The use of these languages in the correspondence and diplomatic exchange was revealed in 1887, when a Bedouin woman in search of fertile land for your garden, dug in Promontory Teli el-Amama, where, on the east bank of the Nile, lay the ruins that once outside the beautiful city of dreams of Pharaoh Akhenaten. The woman found clay tablets with inscriptions sold them for fifty cents of the U.S. dollar. The missionary had ChaunéyMurch news of the finding and informed the Egyptian authorities. After a thorough examination, it was proven that those tablets were official diplomatic records of the Egyptian Ministry of Foreign Affairs, during the reigns of Amenhotep III (1413 to 1376 BC.) And his son and successor, Amenhotep IV (Akhenaten, 1375 to 1358 BC). Among the records were official communications of the monarchs of Babylon, Mitanni and other Asian countries; however, most were written by the governors of districts in various cities of Palestine, Phoenicia and southern Syria letters (approximately 150 of them were from Palestine itself).

The tablets of Teli el-Amarna have been very important in biblical research, so much so that many consider the most important discovery ever made in Egypt. The fact that most of these tablets itself be written in Babylonian cuneiform, despite being from different countries, indicates that the Babylonian cuneiform writing system was understood by almost all people in the Bible lands during this time, and perhaps much earlier and after it. Biblical characters could talk without difficulty with various people, as they moved from one country to another, as the Bible indicates.

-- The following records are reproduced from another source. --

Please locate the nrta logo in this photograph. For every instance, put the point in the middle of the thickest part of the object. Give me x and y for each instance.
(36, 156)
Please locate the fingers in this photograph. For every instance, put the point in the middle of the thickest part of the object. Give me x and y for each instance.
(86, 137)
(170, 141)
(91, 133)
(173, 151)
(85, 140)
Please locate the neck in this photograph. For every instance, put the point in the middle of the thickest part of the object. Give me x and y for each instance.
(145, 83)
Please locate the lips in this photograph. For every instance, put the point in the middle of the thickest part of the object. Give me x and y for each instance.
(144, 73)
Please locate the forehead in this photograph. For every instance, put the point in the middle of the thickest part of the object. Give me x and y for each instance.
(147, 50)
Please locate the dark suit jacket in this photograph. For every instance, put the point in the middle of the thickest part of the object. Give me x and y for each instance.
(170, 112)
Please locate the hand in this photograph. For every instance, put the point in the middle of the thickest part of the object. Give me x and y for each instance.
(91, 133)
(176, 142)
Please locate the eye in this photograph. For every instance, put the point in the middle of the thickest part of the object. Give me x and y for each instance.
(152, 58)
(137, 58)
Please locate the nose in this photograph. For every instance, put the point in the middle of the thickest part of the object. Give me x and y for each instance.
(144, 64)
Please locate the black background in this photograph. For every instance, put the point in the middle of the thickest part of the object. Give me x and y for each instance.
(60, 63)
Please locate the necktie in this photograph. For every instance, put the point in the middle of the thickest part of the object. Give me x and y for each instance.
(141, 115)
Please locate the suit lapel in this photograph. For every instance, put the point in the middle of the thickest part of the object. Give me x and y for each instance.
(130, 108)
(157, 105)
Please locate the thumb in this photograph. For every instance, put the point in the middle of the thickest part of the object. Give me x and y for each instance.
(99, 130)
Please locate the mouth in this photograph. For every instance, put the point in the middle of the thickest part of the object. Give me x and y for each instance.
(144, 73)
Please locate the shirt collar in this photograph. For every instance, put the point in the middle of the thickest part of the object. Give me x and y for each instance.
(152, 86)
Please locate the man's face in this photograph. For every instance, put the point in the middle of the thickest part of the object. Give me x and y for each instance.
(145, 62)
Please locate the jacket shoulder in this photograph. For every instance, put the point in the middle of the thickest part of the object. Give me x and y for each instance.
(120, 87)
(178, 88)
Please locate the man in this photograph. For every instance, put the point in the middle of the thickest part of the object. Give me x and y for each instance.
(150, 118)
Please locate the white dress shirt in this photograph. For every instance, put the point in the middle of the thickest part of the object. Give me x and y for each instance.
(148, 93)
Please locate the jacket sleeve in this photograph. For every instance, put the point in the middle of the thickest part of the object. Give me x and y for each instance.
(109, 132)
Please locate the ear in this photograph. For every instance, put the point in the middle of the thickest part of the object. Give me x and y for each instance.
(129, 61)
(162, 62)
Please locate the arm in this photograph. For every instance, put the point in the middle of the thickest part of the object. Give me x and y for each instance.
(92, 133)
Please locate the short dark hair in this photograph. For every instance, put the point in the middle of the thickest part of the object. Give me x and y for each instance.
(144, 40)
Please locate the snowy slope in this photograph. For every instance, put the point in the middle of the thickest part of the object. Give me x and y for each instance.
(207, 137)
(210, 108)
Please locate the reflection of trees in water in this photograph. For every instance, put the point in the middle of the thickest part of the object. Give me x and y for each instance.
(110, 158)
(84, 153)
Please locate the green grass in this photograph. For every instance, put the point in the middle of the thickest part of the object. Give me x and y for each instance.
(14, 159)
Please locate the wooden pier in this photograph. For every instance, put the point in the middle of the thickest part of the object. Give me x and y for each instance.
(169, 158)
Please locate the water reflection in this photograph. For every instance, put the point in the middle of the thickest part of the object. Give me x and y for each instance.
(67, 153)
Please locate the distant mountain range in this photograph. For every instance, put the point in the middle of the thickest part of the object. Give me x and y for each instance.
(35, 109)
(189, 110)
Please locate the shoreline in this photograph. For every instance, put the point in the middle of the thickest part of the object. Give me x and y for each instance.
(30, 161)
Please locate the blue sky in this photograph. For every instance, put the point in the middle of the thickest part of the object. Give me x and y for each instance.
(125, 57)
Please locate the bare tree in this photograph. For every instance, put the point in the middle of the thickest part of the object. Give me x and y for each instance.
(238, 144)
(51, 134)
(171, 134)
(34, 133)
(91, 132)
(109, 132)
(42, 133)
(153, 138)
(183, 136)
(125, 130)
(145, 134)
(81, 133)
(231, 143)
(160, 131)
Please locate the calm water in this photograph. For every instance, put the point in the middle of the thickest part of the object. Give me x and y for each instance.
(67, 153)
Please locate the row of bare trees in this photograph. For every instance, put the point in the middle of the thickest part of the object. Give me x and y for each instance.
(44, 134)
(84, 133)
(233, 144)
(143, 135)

The interest in archaeological discoveries had intensified at the time the tablets were found, and from that date several calls were made to more topographical investigations and excavations in small mounds over the cities were held. There was an immediate response from England, Germany, France, the United States and other countries. Governments, universities, museums and influential people financed the expeditions, and the work continued under the direction of competent men and women who have discovered how the ruins of ancient civilizations agree with what the Bible and other ancient literary sources written about them .

Today, after 200 years of topographical and archaeological investigations, it can be said that the great army of scholars have taken the threads of primitive life hidden under mounds that hid thousands of ancient cities, and they wove a panel agrees almost perfectly with the lives and the events surrounding the characters mentioned in the Bible.

Archaeology has brought the light of our day thousands of "external" evidence to support the stories of Scripture.